At some point, you have to cost-justify your analytics project. “We know we need this, but we have to make the case to the accountants.” Sound familiar? You’re not alone.
You are making a decision to make better decisions with data, and those decisions need to make financial sense, otherwise you shouldn’t make the decision. While you cannot know your full ROI until you implement, making data-based decisions is better than whatever you are doing now.
If you are a TL;DR kind of person, here you go: It is less expensive than you think and it is measurably more valuable than you imagined. So if you just Googled “IoT analytics ROI Analysis” for your project, this post is for you.
Let’s start with some stats. 70% of IT decision-makers consider their organization’s ability to exploit value from big data as critical to their future success. That’s what a recent Cap Gemini report found. Also, 64% of respondents said that “big data is changing traditional business boundaries and enabling non-traditional providers to move into their industry.”
Because of this, 27% of those companies face competition from adjacent industries and 53% expect to face increased competition from start-ups enabled by data. 56% of companies plan to increase their investment in data over the next three years. Lastly, 65% of companies agree that if they do not embrace big data, they risk becoming irrelevant. 77% said decision makers increasingly require data in real time.
A recent Gartner report found that by 2017, more than 20% of customer-facing analytic deployments will provide product tracking information leveraging the IoT. By 2020, information will be used to reinvent, digitalize or eliminate 80% of business processes and products from a decade earlier.
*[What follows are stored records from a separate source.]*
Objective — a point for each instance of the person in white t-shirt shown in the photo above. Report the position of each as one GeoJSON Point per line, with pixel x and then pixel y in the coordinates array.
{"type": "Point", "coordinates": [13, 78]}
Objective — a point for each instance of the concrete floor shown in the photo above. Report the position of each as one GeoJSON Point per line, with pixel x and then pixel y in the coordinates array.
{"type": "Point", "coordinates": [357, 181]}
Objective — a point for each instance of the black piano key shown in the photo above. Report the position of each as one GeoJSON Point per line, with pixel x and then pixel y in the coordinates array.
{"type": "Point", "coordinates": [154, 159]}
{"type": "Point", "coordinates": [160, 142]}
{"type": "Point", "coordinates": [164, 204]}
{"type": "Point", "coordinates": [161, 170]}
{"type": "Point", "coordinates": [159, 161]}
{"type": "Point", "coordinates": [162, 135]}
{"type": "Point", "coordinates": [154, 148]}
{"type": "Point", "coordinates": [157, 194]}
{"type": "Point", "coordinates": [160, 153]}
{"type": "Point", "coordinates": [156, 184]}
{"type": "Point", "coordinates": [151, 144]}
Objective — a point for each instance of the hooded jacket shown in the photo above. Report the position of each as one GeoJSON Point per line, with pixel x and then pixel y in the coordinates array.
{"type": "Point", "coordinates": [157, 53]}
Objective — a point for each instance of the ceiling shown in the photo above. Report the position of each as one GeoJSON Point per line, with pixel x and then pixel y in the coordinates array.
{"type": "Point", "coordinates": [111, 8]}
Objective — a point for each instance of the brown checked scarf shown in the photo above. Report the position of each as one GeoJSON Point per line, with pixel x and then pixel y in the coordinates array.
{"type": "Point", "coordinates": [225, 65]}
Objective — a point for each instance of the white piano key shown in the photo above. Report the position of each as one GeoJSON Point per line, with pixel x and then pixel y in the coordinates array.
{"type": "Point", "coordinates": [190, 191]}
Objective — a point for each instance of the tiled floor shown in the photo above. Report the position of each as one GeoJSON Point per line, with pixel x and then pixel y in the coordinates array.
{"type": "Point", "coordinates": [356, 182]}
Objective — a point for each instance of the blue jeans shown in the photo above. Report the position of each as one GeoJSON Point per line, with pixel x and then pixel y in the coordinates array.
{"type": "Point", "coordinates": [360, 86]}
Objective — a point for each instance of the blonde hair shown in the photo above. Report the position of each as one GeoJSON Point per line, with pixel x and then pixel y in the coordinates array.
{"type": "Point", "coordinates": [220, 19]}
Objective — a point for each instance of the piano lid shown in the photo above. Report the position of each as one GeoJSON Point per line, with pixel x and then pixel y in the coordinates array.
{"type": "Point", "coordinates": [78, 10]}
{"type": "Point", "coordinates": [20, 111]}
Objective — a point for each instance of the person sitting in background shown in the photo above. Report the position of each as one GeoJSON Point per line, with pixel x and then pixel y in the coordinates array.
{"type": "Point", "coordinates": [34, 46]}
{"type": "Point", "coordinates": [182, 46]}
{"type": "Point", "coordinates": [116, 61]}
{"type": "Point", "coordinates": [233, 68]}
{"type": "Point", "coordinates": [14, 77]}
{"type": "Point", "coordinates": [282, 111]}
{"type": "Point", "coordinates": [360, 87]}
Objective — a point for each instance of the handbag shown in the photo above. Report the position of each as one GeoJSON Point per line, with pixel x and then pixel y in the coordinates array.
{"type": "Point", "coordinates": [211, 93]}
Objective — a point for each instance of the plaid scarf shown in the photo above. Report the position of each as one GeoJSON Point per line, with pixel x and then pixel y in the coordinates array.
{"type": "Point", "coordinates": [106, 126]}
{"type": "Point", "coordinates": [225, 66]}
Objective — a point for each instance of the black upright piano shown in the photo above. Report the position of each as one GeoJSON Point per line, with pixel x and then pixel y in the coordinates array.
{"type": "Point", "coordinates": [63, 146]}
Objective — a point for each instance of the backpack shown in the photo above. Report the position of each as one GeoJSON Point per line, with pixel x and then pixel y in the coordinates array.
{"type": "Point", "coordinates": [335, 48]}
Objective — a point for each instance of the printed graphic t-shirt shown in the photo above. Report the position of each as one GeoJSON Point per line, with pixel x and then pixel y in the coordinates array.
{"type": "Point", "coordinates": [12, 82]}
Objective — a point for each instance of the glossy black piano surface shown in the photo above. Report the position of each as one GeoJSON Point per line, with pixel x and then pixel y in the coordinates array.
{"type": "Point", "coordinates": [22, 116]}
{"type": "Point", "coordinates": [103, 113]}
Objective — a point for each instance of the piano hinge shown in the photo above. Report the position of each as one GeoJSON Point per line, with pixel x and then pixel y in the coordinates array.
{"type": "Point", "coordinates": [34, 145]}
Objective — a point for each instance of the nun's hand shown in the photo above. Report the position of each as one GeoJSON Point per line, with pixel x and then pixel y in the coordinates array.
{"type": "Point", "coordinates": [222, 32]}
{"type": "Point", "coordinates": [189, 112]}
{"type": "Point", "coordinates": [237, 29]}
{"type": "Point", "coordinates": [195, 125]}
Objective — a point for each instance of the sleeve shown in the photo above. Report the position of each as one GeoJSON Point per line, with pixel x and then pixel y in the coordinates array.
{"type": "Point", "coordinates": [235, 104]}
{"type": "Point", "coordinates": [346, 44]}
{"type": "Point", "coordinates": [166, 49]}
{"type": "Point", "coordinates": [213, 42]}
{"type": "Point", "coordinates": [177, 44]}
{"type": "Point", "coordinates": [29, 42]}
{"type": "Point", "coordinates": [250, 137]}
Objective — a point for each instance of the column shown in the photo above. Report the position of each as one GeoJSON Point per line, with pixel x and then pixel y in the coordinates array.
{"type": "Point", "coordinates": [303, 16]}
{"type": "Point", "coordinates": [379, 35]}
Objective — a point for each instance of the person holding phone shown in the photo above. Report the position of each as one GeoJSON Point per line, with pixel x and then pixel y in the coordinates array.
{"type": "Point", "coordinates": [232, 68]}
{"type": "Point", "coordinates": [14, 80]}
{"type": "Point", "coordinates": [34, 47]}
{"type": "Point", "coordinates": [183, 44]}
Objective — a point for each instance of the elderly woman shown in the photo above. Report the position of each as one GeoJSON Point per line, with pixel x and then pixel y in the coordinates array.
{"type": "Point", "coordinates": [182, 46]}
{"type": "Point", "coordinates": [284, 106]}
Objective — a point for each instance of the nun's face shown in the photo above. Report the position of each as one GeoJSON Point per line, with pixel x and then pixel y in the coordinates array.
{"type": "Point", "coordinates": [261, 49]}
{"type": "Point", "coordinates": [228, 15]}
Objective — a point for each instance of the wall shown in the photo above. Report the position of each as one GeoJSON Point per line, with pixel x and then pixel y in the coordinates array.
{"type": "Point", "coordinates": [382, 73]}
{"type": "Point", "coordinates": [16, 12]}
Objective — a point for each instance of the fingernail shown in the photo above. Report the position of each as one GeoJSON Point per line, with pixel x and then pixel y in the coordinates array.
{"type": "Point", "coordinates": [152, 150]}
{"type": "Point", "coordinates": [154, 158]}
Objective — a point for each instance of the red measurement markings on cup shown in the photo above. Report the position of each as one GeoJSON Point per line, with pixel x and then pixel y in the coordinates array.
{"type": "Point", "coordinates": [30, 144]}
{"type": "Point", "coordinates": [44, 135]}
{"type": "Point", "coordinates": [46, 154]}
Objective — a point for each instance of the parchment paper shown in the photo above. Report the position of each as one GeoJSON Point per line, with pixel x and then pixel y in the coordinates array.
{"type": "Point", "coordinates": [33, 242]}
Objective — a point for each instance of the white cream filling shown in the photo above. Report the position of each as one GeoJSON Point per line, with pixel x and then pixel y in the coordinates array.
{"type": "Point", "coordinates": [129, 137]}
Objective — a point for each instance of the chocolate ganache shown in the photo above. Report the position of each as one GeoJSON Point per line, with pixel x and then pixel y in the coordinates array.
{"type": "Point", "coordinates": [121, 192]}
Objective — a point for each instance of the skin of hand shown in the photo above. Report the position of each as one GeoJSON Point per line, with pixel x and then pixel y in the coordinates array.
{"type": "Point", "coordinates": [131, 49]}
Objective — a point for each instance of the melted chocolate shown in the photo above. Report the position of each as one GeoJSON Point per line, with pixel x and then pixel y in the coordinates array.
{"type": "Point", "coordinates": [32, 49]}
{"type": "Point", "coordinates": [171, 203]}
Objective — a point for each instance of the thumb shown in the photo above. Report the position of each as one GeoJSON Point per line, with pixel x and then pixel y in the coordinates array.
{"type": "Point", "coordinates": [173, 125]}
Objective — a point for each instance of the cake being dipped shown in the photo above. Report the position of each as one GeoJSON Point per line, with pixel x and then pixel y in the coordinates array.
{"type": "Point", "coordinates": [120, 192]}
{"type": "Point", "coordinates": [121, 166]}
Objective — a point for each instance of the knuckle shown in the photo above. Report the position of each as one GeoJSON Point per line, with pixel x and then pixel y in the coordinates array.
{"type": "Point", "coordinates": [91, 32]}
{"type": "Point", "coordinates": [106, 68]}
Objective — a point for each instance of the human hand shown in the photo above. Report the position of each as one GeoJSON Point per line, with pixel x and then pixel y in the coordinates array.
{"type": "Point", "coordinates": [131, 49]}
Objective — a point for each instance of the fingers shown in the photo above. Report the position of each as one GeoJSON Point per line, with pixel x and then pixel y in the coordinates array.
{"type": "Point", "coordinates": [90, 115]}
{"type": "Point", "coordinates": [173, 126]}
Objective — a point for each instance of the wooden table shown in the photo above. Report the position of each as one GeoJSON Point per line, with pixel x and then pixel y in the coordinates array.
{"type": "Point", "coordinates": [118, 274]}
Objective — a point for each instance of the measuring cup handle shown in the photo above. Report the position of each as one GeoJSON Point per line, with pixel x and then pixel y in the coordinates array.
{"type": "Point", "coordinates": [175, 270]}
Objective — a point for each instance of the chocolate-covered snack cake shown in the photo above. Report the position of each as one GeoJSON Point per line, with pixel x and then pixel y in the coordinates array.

A 2011 IDC report sponsored by IBM concluded that a typical ROI for predictive analytics projects was about 250%, while nonpredictive analytics had an ROI of 89%. In 2012, Nucleus Research reported that across 60 analytics-related ROI case studies, every dollar invested in predictive analytics, business intelligence and performance management products resulted in a gain of $10.66; an ROI exceeding 1,000%.
Your mileage may vary, but simply put, we are living and working in a data-driven world and having better data and a better plan to use it gives you an edge over your competition. In the IoT space, because products are connected by definition, data needs to be a cornerstone of company strategy if you want to win. The following are some tips to consider when making the business case for IoT analytics.
Start with a simple build vs. buy.
If you make connected products and you realize that there is tremendous value in the data those products generate, consider what it would cost to build out the infrastructure internally. Data scientists are in demand and they are expensive.
The McKinsey Global Institute predicts that by 2018 the United States alone could face a shortage of between 140,000 to 190,000 people with deep analytical skills, as well as a shortage of 1.5 million managers and analysts who know how to use the analysis of big data to make effective decisions. Even a small team could easily represent $2mm or more just in annual salaries, then there is the time to build a custom platform with the required high-availability cloud-based real-time properties, and you’re looking at another couple million dollars at least, additional development resources and at least a year and more like two years of time.
Compare whatever hard costs you come up with to a SaaS-based platform that is easy to deploy and infinitely scalable and you’ll likely find that buying your IoT analytics platform from a reputable vendor is more cost-effective by an order of magnitude.
Next look at cost reductions.
What are you doing that costs a lot of money that isn’t your core business? let’s say you make refrigerators. So why is your customer service expense so high? When a customer service rep has to sit on the phone and say, “Yes, ma’am, I understand. Can you please describe the sound your refrigerator is making?” Those calls are going to be long and expensive.
Consider where in the delivery of your company’s value you can use analytics to reduce the cost of non-core functions. In this example, have the refrigerator talk directly to your IoT analytics platform on a constant basis so that when something out of the ordinary happens, you can instantly and algorithmically respond to the problem without spending precious and expensive time and resources.
Generally, anywhere information is exchanged presents an opportunity for computers to do it faster. If the information is product-related, a robust IoT analytics platform can do it faster and better.
Then look at revenue opportunities.
There seems to be a general understanding that having more data and being able to mine it for insights yields a certain “soft” benefit. That may be true if you consider product usage data informing you how to make a better product in the future a “soft” benefit.
Semantics aside, there are certainly more concrete examples of revenue opportunities, and these are generally the ones that weren’t there before. For example, if you make a product and those products tell you when they break (it happens) and you are the first to know, even before your consumer, then you can sell that information in the form of a repair request to X number of qualified contractors and whoever calls first gets the repair contract.
You just identified a service revenue bucket for your company that wasn’t there before, and the cost to generate that revenue stream is simply knowing what your own products are doing. You smartypants, you.
The bottom line:
A good product is the foundation of a successful IoT product company, but an IoT analytics platform is the cornerstone of your competitive advantage.